Bezieht man jedoch die gesellschaftlichen und politischen Kontexte in die Analysen ein, so spiegeln sich in der Berichterstattung über Migration stets Denkund Argumentationsweisen wider, die in der Gesellschaft bereits existieren. Dies zeigt sich vor allem durch regionale Spezifika, die sich wesentlich auf das Sprechen über Migration auswirken. Das heißt, Gesellschaft, Politik und Medien bedingen sich – auch im Migrationsdiskurs – gegenseitig und gerade wegen lokaler Eigenheiten.

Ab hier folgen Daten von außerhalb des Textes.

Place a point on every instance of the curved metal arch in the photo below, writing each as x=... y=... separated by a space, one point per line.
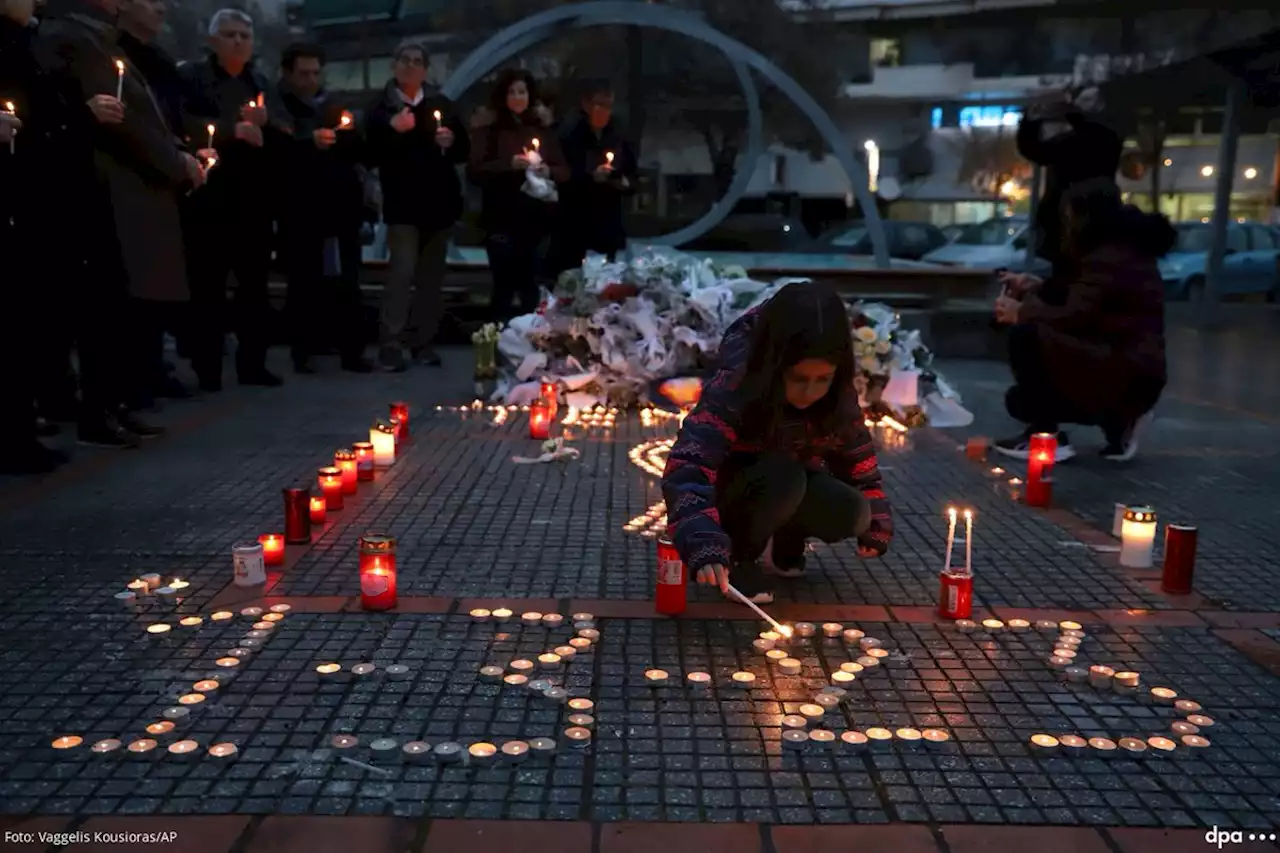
x=467 y=76
x=604 y=12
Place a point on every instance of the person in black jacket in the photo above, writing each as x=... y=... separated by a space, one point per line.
x=602 y=172
x=315 y=151
x=229 y=223
x=416 y=142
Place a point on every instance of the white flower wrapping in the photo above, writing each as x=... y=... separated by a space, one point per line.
x=662 y=314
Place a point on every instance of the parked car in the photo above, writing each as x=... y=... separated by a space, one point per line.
x=909 y=240
x=996 y=243
x=1251 y=264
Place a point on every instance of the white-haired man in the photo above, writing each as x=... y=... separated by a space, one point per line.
x=229 y=219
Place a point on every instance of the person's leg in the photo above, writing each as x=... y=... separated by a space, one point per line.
x=252 y=305
x=405 y=246
x=429 y=296
x=757 y=502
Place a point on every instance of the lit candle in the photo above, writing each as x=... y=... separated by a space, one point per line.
x=1137 y=537
x=344 y=460
x=273 y=548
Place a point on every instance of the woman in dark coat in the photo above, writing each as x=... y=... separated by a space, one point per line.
x=1098 y=356
x=515 y=223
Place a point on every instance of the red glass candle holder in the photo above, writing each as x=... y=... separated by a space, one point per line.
x=376 y=571
x=273 y=548
x=364 y=460
x=1179 y=569
x=540 y=420
x=297 y=518
x=400 y=413
x=1040 y=469
x=346 y=463
x=330 y=486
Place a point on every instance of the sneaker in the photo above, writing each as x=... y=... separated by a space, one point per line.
x=1020 y=447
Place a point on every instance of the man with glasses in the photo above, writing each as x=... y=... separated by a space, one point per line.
x=416 y=142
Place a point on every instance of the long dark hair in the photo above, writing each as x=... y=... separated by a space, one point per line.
x=803 y=320
x=502 y=115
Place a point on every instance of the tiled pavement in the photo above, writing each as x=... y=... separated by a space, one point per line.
x=668 y=766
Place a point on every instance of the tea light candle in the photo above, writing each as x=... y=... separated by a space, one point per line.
x=854 y=740
x=577 y=737
x=656 y=678
x=1043 y=743
x=515 y=751
x=795 y=739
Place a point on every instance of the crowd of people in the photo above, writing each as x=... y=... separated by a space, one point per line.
x=138 y=187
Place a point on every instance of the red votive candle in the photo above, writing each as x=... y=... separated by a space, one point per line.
x=376 y=571
x=273 y=548
x=364 y=461
x=318 y=510
x=540 y=419
x=1040 y=469
x=1179 y=559
x=297 y=520
x=346 y=463
x=330 y=486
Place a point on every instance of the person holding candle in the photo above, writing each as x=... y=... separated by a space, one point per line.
x=1096 y=354
x=515 y=223
x=416 y=142
x=315 y=149
x=776 y=448
x=602 y=173
x=229 y=222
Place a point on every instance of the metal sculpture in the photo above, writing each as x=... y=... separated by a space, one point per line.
x=549 y=23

Bei einem Großteil der in diesem Kapitel angesprochenen Medienanalysen handelt es sich um Inhaltsanalysen oder speziell im amerikanischen Raum um Framinganalysen110, die nicht nach dem Kontext fragen, in dem Medieninhalte entstanden sind. Arbeiten mit kommunikations-, medienwissenschaftlichen oder sprachwissenschaftlichen Ansätzen ziehen selten politische, kulturelle und historische Hintergründe mit ein, in denen mediale Inhalte entstanden sind. Doch die Bedeutung von Sprache entsteht nicht in ihrem Gebrauch, sondern erst in Verbindung mit relevantem Kontext. Um komplexe soziale Probleme zu erforschen, ist es notwendig, den Kontext als Teil der Analyse zu begreifen, da sonst sprachliches Verhalten missinterpretiert werden kann.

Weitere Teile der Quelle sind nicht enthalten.